USPS said to put billions at risk
U.S. Postal Service deposits totaling $65 billion a year are vulnerable to theft, robbery and mishandling because of inadequate security and failure to follow procedures, according to a report to Congress Tuesday.
About $6.3 million was at least temporarily lost in the 2001 fiscal year, although much of it was recovered, the General Accounting Office said in its report on an investigation of postal security requested by Rep. J.D. Hayworth, R-Ariz.
“It really is disturbing to realize that there had been this problem, not only here (in Arizona) but nationwide,” Hayworth said. “Until these problems are addressed, you’re going to continue to see this vulnerability.”
Before 1997, the Postal Service made daily deposits at 5,500 banks across the country. But to help cut costs, the Postal Service started using armed bank couriers to collect deposits at central facilities before depositing them in banks.
The Postal Service handles about $65 billion in remittances each year.
In June 2001, Louis Malcolm Holley, a 28-year Postal Service employee, stole $3.2 million from a Phoenix facility. Holley was convicted and sentenced to three years and five months in prison. About $1.7 million in cash was recovered, but prosecutors said he destroyed about $400,000 in checks and money orders.
The GAO report noted that security cameras at the Phoenix site were not used, and the key to a cage where valuables were held was left in the lock.
A separate GAO report detailed the Postal Service’s security gaps, but it was withheld for security reasons.
Postal Service Chief Operating Officer Patrick Donahoe said in a letter responding to the GAO that a plan stressing employee accountability and adherence to security provisions has been developed.
Those procedures are expected to be implemented this month, said Gerry Kreienkamp, spokesman for the Postal Service. Development of the policy was delayed while the Postal Service recovered from a series of anthrax-tainted letters sent to news outlets and Congress.
“Sometimes some things take higher priorities, depending on what’s going on,” Kreienkamp said. The amount of money stolen in the Phoenix case was an aberration, he said, and the service loses only a minute fraction of the money it handles annually.

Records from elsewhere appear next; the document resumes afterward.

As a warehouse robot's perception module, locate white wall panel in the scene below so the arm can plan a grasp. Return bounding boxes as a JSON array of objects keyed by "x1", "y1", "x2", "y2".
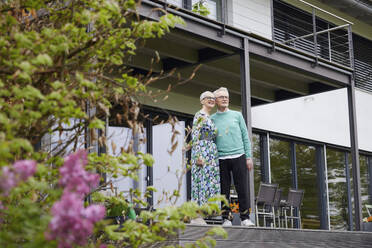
[
  {"x1": 355, "y1": 90, "x2": 372, "y2": 151},
  {"x1": 228, "y1": 0, "x2": 272, "y2": 39},
  {"x1": 152, "y1": 121, "x2": 187, "y2": 208},
  {"x1": 252, "y1": 88, "x2": 372, "y2": 151},
  {"x1": 252, "y1": 89, "x2": 350, "y2": 146}
]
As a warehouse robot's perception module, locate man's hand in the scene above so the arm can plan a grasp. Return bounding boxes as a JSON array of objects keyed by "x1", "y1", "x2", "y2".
[
  {"x1": 196, "y1": 157, "x2": 204, "y2": 167},
  {"x1": 247, "y1": 158, "x2": 253, "y2": 171}
]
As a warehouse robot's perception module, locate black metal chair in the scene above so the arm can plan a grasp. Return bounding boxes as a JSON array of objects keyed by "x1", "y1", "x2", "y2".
[
  {"x1": 255, "y1": 183, "x2": 278, "y2": 227},
  {"x1": 282, "y1": 189, "x2": 304, "y2": 228}
]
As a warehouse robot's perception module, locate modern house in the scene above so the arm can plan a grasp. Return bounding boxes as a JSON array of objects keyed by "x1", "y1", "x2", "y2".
[{"x1": 99, "y1": 0, "x2": 372, "y2": 230}]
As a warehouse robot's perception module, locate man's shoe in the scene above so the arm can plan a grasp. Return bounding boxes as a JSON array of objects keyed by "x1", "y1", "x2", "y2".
[
  {"x1": 222, "y1": 219, "x2": 232, "y2": 226},
  {"x1": 241, "y1": 219, "x2": 256, "y2": 226},
  {"x1": 190, "y1": 217, "x2": 207, "y2": 225}
]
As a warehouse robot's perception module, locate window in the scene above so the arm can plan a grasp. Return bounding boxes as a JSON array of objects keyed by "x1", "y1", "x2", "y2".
[{"x1": 327, "y1": 148, "x2": 348, "y2": 230}]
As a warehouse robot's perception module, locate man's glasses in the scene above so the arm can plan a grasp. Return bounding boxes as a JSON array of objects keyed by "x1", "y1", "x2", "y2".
[{"x1": 204, "y1": 96, "x2": 216, "y2": 101}]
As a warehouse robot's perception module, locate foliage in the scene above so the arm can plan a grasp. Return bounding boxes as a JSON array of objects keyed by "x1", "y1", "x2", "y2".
[{"x1": 0, "y1": 0, "x2": 224, "y2": 247}]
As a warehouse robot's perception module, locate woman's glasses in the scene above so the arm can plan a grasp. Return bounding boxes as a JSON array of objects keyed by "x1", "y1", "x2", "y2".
[{"x1": 217, "y1": 96, "x2": 229, "y2": 100}]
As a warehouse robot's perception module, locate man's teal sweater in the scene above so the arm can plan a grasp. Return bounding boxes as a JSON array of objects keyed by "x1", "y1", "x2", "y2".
[{"x1": 211, "y1": 110, "x2": 252, "y2": 158}]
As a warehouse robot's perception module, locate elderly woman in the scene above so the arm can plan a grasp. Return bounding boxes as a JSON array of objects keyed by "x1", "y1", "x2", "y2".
[{"x1": 191, "y1": 91, "x2": 220, "y2": 224}]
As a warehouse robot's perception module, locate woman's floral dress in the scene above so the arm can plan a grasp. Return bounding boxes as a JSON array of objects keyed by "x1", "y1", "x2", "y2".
[{"x1": 191, "y1": 111, "x2": 221, "y2": 205}]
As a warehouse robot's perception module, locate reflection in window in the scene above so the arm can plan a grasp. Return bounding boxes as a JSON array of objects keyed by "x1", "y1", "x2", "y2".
[
  {"x1": 167, "y1": 0, "x2": 183, "y2": 8},
  {"x1": 192, "y1": 0, "x2": 222, "y2": 21},
  {"x1": 359, "y1": 156, "x2": 369, "y2": 218},
  {"x1": 252, "y1": 134, "x2": 262, "y2": 195},
  {"x1": 296, "y1": 144, "x2": 320, "y2": 229},
  {"x1": 349, "y1": 155, "x2": 370, "y2": 218},
  {"x1": 327, "y1": 148, "x2": 348, "y2": 230},
  {"x1": 270, "y1": 138, "x2": 292, "y2": 195}
]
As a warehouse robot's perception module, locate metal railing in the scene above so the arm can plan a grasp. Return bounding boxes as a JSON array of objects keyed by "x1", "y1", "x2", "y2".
[{"x1": 273, "y1": 0, "x2": 353, "y2": 68}]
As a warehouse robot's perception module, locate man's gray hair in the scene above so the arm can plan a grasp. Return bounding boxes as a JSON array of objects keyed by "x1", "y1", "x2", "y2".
[
  {"x1": 200, "y1": 91, "x2": 214, "y2": 101},
  {"x1": 213, "y1": 87, "x2": 229, "y2": 96}
]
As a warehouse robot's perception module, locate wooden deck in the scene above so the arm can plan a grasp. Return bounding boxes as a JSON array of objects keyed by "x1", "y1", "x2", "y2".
[{"x1": 176, "y1": 225, "x2": 372, "y2": 248}]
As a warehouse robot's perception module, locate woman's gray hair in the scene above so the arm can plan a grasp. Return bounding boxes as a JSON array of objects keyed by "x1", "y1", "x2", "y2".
[
  {"x1": 213, "y1": 87, "x2": 229, "y2": 96},
  {"x1": 200, "y1": 91, "x2": 214, "y2": 101}
]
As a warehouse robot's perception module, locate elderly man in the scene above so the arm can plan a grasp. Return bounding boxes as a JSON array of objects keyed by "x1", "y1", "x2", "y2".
[{"x1": 211, "y1": 87, "x2": 254, "y2": 226}]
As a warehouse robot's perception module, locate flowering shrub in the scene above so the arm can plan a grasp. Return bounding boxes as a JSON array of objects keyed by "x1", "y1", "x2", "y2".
[
  {"x1": 363, "y1": 216, "x2": 372, "y2": 222},
  {"x1": 46, "y1": 150, "x2": 106, "y2": 248}
]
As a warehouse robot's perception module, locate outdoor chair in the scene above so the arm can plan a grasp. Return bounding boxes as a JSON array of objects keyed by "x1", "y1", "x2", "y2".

Hayworth said he was encouraged to hear the Postal Service is working on fixes, but Congress must continue to apply pressure.
The GAO investigators visited three facilities in Arizona and one each in Texas, Maryland and Washington. They found a number of cases in which postal workers did not follow the service’s security policies, the report said.
It also noted that, in a three-month period late last year, postal inspectors found 252 security lapses nationwide in the handling of deposits, including instances in which doors to secure areas were propped open and left unattended.
In August 2001, the Chief Postal Inspector wrote a letter expressing misgivings about the security of deposits. He said deposits had been on the rise since 1999, and management was unable or unwilling to secure the money properly. In Phoenix, for example, a report outlined security problems that the inspector felt could have prevented the 2001 theft, had they been implemented.
The inspector also noted that discipline was lacking, the GAO report said. For example, one employee in the Mid-Atlantic Division left the deposits in a post office lobby and the money was stolen, but no disciplinary action was taken.